The Night Circus
Erin Morgenstern's debut novel "The Night Circus" has been somewhat unfairly called the natural successor to the Harry Potter series of books. There will certainly be some overlap of the target readership, but with a fleeting sex scene (more of this later) Morgenstern has deliberately narrowed the demographic so it is unlikely it could be considered ideal toddler bedtime reading.
The plot revolves around a magical touring circus staged over the final years of the nineteenth century and the commencement of the twentieth. The circus mysteriously appears overnight and contains a bewildering assortment of tents with exotic, obscure and mind-bending acts; the circus itself and attractions within are magically managed by mental manipulation of the protagonists – their thought process keeps the stupefying visual spectacle running like clockwork.
In reality, the purpose of the circus is more sinister than first appears. It is a platform for a macabre game instigated by two feuding sorcerers who have installed their own puppets into the circus. Both are as old as the hills and have fought since time immemorial, but the stakes are raised for this game. Prospero commits his own daughter Celia whilst Alexander plucks a young boy Marco from an orphanage to do his bidding. Neither know their opponent initially, the rules of the game are unclear and the criteria for ending the game is not explained. Both Celia and Marco are fearful how the game will pan out....
This leads to the book's first problem – it is obvious and predictable that the two will fall in love. What is less obvious is why Celia would find Marco attractive. Celia learned her magic through practical application, she is outward facing, vivacious, beautiful and gregarious. Marco learned his magic through tortuous study of text books, he is academic, insular, devoid of personality and so vain he uses magic to improve his looks. It may seem churlish to criticise the plausibility of a book predicated on fantasy but a truly immersive reading experience demands the credibility of human emotion.
The second problem is the solitary sex scene which thankfully extends to no more than three-quarters of a page. There is no reason for its inclusion other than to delineate the book as adult fiction, but worse it is poorly written. Any sex scene that concludes with the clichéd and execrable "they came together" should be exorcised by a well-meaning editor long before the manuscript arrives at the printers.
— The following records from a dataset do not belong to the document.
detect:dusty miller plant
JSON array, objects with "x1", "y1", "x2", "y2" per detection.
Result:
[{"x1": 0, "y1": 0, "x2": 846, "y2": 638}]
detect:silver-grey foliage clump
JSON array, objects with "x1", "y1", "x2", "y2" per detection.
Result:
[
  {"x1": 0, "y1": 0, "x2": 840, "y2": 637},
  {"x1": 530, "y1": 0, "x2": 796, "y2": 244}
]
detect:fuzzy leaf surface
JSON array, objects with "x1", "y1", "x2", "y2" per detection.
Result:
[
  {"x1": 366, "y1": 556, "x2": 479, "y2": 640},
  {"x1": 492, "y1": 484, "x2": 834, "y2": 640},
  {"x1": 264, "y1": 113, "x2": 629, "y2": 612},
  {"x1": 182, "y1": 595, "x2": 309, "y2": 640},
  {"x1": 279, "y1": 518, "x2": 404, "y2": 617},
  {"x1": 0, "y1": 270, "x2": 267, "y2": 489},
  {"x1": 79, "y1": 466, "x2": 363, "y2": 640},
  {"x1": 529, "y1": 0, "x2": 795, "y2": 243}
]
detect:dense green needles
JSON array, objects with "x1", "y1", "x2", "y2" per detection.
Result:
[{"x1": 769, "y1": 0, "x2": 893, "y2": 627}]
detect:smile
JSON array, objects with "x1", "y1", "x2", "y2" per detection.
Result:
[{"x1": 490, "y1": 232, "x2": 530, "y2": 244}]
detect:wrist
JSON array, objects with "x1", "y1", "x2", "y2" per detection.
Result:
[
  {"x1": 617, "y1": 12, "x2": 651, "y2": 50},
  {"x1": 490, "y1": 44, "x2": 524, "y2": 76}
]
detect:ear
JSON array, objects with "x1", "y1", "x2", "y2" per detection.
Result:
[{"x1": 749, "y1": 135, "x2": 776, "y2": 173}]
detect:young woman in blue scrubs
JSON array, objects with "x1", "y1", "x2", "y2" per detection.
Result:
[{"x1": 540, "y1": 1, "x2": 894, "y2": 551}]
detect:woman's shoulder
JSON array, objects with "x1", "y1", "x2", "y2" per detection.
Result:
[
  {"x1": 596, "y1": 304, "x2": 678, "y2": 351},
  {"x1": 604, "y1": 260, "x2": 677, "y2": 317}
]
The book's prose however is exemplary and Morgenstern paints a wondrous landscape where the circus comes alive. It contains multiple timelines, itself not a device I'm entirely comfortable with, yet in this circumstance it works as Morgenstern cleverly steers us towards the denouement, tieing up the loose strands as she goes. Aside from the points mentioned above, this is a joyous book which will last for many years in the reader's memory.